His melancholy is real he’s struggled with depression, and drug abuse and ended up in prison for a time for drugs. He was out of sight for so long that folks wondered if he was living in some cottage in Cambridge like Syd did in his final days. But it turned out it was the depression, drugs and then prison that kept him out of the public eye.

I’m not sure if artists have any special disposition towards self destructive behavior – a lot of stock brokers in the 80’s and 90’s put vast amounts of their money straight up their nose and you would hardly call them artistic types. Still there are times that you feel like an exposed nerve ending or like a little boat on stormy lake being swept this way and that by your own powerful emotional responses - and to numb that down for hour or two you feel is worth the brain cells. But that way leads to a double trap – one you get cut off from your emotions and you get addicted. It’s process that has destroyed a lot of good people.

I’d rather go with the emotional storm – the excellence of Mai Tai’s not withstanding.

This is the end of the year and people are waving papers in my face.
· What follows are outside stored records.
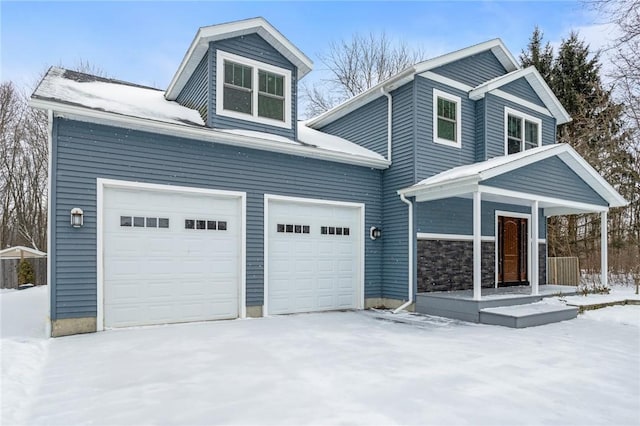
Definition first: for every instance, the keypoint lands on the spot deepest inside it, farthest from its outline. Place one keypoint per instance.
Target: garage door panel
(303, 267)
(158, 275)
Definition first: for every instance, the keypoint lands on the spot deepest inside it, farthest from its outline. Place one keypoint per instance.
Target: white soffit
(260, 26)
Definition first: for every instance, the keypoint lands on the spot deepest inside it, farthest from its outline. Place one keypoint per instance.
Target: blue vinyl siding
(195, 93)
(455, 216)
(254, 47)
(367, 126)
(433, 158)
(522, 89)
(83, 152)
(473, 70)
(494, 110)
(551, 178)
(395, 213)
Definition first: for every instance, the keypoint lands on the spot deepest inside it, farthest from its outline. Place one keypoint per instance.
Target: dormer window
(522, 131)
(447, 129)
(253, 91)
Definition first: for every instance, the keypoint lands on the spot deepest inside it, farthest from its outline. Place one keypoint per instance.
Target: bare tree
(23, 171)
(356, 65)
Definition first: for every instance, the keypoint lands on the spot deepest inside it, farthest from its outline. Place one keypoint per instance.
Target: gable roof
(496, 46)
(259, 25)
(471, 175)
(538, 84)
(89, 98)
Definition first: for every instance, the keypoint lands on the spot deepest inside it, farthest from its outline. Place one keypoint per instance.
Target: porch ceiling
(463, 181)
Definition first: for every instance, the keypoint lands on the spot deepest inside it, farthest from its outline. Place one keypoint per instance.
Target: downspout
(410, 257)
(389, 123)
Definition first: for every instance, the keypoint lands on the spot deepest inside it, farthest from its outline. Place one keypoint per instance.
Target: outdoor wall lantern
(77, 217)
(375, 233)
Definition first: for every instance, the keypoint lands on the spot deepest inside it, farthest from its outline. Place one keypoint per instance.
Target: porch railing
(563, 270)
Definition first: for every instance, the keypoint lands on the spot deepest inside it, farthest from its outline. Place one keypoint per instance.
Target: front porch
(512, 307)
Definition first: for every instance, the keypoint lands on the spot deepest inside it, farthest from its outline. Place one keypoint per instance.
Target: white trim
(449, 97)
(361, 206)
(256, 66)
(543, 199)
(523, 117)
(451, 237)
(534, 248)
(522, 102)
(604, 243)
(496, 46)
(537, 83)
(102, 183)
(50, 219)
(446, 81)
(477, 245)
(506, 213)
(200, 45)
(203, 134)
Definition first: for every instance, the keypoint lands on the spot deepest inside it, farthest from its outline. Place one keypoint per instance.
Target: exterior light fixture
(77, 219)
(375, 233)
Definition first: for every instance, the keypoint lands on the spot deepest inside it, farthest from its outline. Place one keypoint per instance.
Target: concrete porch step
(529, 315)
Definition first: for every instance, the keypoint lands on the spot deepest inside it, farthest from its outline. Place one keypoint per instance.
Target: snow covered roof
(205, 35)
(19, 252)
(90, 98)
(538, 84)
(465, 179)
(496, 46)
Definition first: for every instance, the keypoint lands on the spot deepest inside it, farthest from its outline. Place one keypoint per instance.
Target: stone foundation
(445, 265)
(69, 326)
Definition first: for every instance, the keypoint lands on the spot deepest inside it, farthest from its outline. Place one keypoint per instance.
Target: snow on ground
(329, 368)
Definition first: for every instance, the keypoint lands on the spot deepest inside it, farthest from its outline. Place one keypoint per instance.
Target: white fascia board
(550, 201)
(446, 81)
(205, 35)
(537, 83)
(496, 46)
(521, 162)
(361, 99)
(204, 134)
(588, 174)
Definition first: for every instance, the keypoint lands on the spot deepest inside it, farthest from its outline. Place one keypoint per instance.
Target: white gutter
(389, 121)
(410, 258)
(204, 134)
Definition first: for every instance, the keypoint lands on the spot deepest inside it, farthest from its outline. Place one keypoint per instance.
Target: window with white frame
(522, 131)
(447, 129)
(254, 91)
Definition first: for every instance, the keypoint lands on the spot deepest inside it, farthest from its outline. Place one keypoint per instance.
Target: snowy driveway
(333, 368)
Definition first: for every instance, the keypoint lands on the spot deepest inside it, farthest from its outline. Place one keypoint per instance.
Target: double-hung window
(253, 91)
(446, 119)
(522, 131)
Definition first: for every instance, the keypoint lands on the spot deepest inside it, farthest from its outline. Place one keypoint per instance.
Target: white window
(521, 131)
(253, 91)
(447, 118)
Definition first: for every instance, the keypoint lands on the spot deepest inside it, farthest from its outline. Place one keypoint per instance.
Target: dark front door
(512, 250)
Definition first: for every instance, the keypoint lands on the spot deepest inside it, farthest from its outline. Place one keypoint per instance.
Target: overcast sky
(144, 42)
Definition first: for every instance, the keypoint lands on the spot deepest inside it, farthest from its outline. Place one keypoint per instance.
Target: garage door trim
(361, 243)
(102, 183)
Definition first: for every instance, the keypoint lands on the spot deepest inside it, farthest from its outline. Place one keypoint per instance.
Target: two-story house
(210, 200)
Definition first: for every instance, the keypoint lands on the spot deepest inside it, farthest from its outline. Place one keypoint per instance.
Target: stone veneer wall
(445, 265)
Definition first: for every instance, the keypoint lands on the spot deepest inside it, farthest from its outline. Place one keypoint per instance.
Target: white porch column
(534, 249)
(477, 246)
(604, 265)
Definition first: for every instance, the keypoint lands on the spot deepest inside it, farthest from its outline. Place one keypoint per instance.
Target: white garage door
(169, 257)
(314, 257)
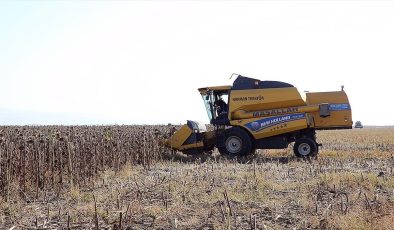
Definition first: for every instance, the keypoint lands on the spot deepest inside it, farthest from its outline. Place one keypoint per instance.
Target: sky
(131, 62)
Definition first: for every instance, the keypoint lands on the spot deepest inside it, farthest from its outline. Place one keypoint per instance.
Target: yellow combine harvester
(253, 114)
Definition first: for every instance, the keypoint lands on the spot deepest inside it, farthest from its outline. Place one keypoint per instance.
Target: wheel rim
(233, 144)
(304, 149)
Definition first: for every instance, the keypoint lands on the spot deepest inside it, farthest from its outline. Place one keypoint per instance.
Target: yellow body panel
(263, 99)
(242, 114)
(340, 112)
(275, 125)
(179, 137)
(204, 90)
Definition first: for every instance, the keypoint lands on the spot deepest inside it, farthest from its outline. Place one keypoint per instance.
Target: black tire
(237, 142)
(305, 147)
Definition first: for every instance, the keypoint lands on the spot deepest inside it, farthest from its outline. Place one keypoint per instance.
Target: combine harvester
(262, 115)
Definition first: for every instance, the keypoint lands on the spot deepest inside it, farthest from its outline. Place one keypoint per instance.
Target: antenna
(233, 75)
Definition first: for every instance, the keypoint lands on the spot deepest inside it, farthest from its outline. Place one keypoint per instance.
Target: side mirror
(324, 110)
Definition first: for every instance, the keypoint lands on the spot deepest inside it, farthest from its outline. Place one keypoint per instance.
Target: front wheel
(237, 142)
(305, 147)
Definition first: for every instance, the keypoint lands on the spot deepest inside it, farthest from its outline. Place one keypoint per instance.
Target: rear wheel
(305, 147)
(237, 142)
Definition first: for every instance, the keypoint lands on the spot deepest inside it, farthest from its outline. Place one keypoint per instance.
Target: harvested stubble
(348, 187)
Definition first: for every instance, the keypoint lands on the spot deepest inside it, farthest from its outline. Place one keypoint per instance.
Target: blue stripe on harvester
(271, 121)
(339, 107)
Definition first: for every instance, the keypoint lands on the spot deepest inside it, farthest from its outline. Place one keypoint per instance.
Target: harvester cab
(253, 114)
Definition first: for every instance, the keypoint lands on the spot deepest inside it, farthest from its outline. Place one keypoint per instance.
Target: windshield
(208, 106)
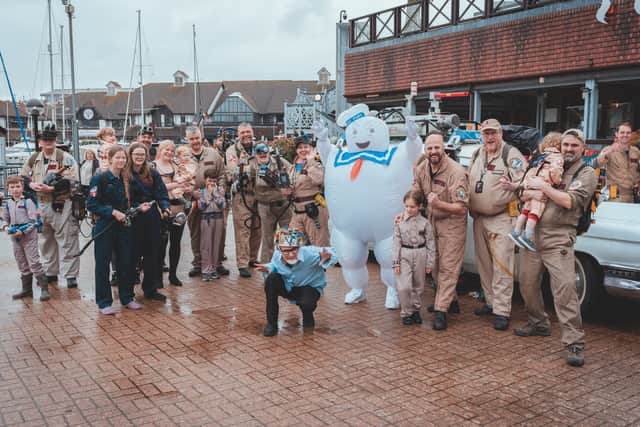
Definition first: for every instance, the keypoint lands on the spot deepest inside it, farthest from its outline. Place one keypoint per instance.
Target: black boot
(439, 321)
(44, 287)
(27, 290)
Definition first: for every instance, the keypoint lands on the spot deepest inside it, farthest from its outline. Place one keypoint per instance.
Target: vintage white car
(607, 256)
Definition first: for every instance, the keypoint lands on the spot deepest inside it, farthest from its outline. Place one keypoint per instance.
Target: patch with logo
(516, 164)
(575, 185)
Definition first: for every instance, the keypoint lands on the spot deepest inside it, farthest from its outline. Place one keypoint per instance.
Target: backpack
(585, 220)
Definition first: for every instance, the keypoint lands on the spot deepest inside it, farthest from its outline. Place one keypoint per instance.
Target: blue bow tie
(344, 158)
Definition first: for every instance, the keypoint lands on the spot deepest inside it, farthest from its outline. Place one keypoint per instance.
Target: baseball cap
(491, 124)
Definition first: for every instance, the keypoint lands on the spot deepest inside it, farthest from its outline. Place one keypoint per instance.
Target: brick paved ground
(200, 359)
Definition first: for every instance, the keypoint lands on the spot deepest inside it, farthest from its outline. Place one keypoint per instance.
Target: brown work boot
(27, 290)
(532, 331)
(44, 287)
(575, 356)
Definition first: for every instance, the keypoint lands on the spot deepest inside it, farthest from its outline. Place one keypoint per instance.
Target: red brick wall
(559, 42)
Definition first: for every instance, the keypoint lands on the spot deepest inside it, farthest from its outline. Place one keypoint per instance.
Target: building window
(233, 110)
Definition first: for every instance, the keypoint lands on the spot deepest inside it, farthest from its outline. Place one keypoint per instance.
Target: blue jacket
(307, 271)
(106, 193)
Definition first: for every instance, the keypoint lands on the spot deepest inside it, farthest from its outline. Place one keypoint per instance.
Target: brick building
(543, 63)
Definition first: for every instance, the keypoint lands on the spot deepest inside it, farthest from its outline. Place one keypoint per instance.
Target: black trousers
(146, 228)
(171, 238)
(306, 297)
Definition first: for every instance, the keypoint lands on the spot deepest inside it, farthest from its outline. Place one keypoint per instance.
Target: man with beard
(555, 237)
(445, 185)
(621, 161)
(246, 222)
(204, 158)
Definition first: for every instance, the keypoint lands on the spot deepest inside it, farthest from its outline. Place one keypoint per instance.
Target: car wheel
(588, 284)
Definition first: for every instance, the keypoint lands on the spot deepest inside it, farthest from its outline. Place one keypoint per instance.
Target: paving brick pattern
(200, 359)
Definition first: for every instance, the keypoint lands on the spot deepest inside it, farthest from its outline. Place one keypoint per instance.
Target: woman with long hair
(146, 186)
(109, 200)
(168, 170)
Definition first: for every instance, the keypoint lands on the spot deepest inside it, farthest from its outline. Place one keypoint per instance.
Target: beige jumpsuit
(554, 238)
(623, 171)
(307, 183)
(492, 222)
(273, 207)
(209, 158)
(451, 183)
(60, 230)
(414, 251)
(246, 221)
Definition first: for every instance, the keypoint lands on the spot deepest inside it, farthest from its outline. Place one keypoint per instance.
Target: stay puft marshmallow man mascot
(364, 186)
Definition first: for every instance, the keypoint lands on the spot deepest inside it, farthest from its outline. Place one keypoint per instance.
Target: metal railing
(425, 15)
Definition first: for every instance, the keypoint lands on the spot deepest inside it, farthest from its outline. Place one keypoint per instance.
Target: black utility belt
(212, 215)
(277, 203)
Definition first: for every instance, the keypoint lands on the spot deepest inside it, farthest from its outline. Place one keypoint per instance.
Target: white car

It’s like every two minutes I ‘have’ to get something done. But in order to maintain my own sanity I’m adopting this rule:

Co-worker: This has to get done today. It’s an emergency.
Me: when you say emergency do you mean that if I don’t do this the earth will suddenly stop rotating and we will all be flung into space and die.
Co-worker: Ah no.
Me: Then it’s not an emergency.

Actually I can’t say that – I do want to keep my job – but oh boy do I think it.

“If I had three wishes, I‘d ask for three more” Three Wishes – from the TV Personalities “They Could have been bigger than the Beatles”

Later

Peace Love, Paisley shirts.

That's a Dalek - has nothing to do with anything I wrote today.